I sleep on the couch and wake covered in animals. Max jams himself in between me and the backrest, sprawling halfway on top of me. He is a heavy sleeper and, unlike most dogs, doesn’t fidget during the night and keeps me warm when the fire in the wood stove goes out. On my chest Snowball, one of our three cats, sits on top of me. When I wake, he stares at me the look on his face is blank: What of it? he appears to be saying. He is old and lame on one of his front legs. I carry him most places and spoil him terribly so, when I’m home, he is often by my side. Wrapped around my head is Mama, another cat, her tail flicks my cheek occasionally but otherwise she sits around me like a big black scarf. On the floor I can hear Betty breathing. She sleeps with her head near my hand — in case I should want to pet her in the middle of the night.
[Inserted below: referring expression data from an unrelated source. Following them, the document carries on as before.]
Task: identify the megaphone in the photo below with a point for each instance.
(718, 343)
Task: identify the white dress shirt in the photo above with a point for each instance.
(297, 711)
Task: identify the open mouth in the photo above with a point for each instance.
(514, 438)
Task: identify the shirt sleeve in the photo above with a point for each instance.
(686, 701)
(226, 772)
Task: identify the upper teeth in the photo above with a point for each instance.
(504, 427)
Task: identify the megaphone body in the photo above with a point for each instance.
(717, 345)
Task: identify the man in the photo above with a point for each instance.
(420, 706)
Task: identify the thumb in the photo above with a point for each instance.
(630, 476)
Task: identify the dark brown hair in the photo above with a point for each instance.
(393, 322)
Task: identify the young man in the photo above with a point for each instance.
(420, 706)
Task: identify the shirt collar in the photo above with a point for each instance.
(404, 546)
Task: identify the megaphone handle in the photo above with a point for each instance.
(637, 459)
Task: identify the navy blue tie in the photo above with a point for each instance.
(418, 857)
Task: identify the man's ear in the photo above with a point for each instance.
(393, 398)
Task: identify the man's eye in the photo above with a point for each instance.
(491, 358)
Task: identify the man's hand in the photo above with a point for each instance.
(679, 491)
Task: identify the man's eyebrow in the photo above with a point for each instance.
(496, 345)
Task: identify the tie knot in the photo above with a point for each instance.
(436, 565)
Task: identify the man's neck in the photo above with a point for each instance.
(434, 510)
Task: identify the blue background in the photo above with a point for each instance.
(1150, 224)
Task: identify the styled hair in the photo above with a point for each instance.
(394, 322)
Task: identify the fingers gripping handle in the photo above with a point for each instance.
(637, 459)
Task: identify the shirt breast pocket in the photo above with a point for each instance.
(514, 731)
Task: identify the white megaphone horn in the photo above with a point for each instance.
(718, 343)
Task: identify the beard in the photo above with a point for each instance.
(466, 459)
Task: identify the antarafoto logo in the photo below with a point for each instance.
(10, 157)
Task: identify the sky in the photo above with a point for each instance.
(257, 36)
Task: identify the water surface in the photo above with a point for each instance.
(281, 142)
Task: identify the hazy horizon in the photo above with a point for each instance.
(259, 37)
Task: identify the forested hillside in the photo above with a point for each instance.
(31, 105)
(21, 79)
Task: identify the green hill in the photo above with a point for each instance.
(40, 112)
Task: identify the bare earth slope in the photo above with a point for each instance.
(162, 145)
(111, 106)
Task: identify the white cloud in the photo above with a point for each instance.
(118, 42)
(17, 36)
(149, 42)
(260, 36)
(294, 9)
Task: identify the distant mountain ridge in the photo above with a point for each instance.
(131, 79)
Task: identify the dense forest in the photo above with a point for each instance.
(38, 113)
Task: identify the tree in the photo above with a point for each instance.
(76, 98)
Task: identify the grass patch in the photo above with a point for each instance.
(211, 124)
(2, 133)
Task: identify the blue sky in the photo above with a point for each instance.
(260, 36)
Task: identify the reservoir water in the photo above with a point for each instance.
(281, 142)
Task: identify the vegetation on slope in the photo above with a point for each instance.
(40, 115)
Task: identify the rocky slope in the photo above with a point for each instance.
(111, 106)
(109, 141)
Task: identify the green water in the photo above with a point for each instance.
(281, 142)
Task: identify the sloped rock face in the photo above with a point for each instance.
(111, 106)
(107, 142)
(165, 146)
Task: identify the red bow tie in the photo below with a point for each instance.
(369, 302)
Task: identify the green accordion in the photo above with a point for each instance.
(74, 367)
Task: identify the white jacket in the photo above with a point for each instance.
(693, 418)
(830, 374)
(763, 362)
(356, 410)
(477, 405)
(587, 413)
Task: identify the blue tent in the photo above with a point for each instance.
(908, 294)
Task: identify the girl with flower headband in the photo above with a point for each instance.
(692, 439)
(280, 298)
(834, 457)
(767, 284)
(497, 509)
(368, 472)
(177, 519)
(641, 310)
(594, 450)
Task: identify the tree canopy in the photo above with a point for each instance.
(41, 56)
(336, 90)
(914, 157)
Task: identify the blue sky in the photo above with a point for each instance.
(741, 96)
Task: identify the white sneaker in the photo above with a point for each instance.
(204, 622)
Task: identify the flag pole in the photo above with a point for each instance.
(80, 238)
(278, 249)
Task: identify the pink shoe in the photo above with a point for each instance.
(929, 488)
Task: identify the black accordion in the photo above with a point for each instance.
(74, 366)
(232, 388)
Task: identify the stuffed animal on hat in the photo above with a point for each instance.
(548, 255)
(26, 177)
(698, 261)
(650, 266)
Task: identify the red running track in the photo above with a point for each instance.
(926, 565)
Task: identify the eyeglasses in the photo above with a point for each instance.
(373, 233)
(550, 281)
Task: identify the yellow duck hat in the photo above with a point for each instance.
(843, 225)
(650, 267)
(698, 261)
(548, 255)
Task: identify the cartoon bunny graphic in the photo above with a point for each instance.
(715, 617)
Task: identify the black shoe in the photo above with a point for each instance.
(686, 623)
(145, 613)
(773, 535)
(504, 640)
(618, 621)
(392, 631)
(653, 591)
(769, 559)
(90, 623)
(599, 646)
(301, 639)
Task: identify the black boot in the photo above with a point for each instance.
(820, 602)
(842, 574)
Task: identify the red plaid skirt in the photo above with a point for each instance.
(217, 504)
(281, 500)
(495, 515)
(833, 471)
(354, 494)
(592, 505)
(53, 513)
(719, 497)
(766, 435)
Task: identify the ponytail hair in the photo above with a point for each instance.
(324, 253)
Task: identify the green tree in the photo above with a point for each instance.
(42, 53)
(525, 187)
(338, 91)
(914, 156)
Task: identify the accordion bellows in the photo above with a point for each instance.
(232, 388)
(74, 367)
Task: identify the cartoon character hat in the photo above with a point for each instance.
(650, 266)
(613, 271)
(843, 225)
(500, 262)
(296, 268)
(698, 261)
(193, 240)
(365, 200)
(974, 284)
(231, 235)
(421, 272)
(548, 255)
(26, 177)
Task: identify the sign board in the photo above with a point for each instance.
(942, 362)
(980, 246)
My phone rings frequently during the night. If I hear it, I usually answer. Sometimes it is a tourist trying to plan a summer trip and they don’t understand the time change. But more often than not it is Travis calling. He lives with such strange hours now that his days are no longer defined by the movement of the sun. The more you travel with dogs, the more you adopt their way of life. He eats when they eat and sleeps when they do. They have become his reference for all things.
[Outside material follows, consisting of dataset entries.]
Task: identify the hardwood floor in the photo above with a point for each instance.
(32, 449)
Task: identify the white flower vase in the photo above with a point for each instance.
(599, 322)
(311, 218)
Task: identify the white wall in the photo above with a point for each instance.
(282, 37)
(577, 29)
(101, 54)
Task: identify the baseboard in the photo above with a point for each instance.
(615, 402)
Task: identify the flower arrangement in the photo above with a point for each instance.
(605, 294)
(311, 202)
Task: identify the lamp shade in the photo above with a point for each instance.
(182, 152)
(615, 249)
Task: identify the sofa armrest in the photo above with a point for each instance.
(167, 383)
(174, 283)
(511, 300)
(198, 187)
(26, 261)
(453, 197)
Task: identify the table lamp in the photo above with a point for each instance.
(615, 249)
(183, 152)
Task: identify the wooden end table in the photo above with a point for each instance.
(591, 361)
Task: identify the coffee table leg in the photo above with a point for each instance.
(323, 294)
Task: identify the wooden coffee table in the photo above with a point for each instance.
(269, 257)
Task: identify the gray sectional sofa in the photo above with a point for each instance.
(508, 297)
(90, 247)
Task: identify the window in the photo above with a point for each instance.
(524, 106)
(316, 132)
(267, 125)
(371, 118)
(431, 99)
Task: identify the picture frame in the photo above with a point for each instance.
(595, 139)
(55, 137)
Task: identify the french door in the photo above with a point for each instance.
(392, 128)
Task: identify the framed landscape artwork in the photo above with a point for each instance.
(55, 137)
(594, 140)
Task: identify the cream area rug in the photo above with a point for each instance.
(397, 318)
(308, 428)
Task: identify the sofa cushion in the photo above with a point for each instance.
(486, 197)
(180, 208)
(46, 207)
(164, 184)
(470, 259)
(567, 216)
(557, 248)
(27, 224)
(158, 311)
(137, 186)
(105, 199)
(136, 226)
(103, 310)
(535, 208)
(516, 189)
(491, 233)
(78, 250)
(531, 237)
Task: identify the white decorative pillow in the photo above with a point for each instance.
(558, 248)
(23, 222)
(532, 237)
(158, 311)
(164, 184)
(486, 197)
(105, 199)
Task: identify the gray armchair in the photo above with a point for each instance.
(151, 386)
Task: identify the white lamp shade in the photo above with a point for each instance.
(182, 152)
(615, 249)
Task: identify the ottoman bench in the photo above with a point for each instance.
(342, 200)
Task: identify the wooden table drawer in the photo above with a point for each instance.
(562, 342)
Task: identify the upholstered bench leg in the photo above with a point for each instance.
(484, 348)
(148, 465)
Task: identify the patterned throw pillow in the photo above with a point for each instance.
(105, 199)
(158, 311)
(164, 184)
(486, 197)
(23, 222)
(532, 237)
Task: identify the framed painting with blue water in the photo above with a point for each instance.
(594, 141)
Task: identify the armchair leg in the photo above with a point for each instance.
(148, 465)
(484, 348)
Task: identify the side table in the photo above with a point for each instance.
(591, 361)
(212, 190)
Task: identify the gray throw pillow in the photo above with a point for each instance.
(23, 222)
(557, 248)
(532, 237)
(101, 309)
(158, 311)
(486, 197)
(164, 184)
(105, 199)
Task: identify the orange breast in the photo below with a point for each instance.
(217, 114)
So when he calls at 3:00am I am never surprised. I try, my best, to take it in stride even when it wakes me from deep slumber — a rarity for me. He tells me how the dogs are doing and what is going well.
“I signed up for the Knik 200,” he tells me tonight. “But I was thinking if you wanted you could run it instead.”
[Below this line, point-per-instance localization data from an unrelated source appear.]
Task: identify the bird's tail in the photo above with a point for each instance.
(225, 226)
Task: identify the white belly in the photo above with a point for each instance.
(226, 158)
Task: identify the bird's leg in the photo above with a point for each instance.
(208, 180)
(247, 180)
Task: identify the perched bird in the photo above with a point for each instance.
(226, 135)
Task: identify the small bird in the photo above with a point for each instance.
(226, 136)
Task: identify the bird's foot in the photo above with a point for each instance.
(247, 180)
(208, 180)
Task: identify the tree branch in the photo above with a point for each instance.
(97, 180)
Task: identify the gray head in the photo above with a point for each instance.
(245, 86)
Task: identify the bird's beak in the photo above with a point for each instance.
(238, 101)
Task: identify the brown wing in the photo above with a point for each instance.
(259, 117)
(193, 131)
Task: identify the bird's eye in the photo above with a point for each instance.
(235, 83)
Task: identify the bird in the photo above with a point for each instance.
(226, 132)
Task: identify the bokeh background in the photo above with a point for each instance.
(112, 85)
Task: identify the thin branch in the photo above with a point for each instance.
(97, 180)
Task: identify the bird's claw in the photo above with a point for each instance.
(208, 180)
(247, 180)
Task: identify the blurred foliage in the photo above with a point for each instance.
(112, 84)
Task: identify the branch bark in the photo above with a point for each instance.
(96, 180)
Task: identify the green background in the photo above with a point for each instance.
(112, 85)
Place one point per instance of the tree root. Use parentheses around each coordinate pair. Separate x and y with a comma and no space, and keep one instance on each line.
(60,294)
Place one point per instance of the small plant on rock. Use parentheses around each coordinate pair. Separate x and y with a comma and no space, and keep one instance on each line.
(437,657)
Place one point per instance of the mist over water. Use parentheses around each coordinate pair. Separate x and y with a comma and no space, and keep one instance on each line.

So bleary eyed and foggy-minded we talk. The race just announced a change in route due to lack of snow. It will now go from Deshka Landing to Yentna Station back to Deshka Landing, where a 6 hours layover is required back to Yentna station and, finally, back to Deshka landing for the finish. One section trail, run 4 different times. I applaud the Knik 200 for doing what they need in order to run a race and allow many rookie mushers to qualify — and in many ways, I think it will allow for some great passing training but the trail certainly doesn’t sound quite as exciting as the normal course.
We go back and forth. “You’ll run the team more conservatively,” Travis says — and I can’t deny because it is true. I will go slow and take my time. I will have fun but we will not race the way Travis would race.
“But you haven’t run some of these dogs before,” I tell him. I think race experience where you are actively pushing your dogs to their full potential is important. “Droopy, Thunder, Jimbo, Teddy, and Mongoose,” I tell him “have never run in a race with you. You may see something different.” And I believe that. Some dogs are mediocre in training and all-stars on the race trail. You never know until you run them hard.
“But you should do this one,” he says.
I listen. He tells me I should run it and that I’ve done a lot to deserve it but, for whatever reason, it doesn’t pull at me.
“I’d rather watch,” I finally tell him. I have too many concerns to jockey the team he has been carefully sculpting all season.
“Ok,” he says.
He hangs up and I struggle to fall back asleep. I look at the stars and watch as the light behind the mountain fades from black to pink. I spend today writing and sitting by the fire, frequently struggling to stay awake. I bought the dogs a new dog bed but they sleep on the couch so I take it and sleep for an hour on it curled by the fire with the cat and think of all the stories I will have to write in a week’s time and that makes me very happy.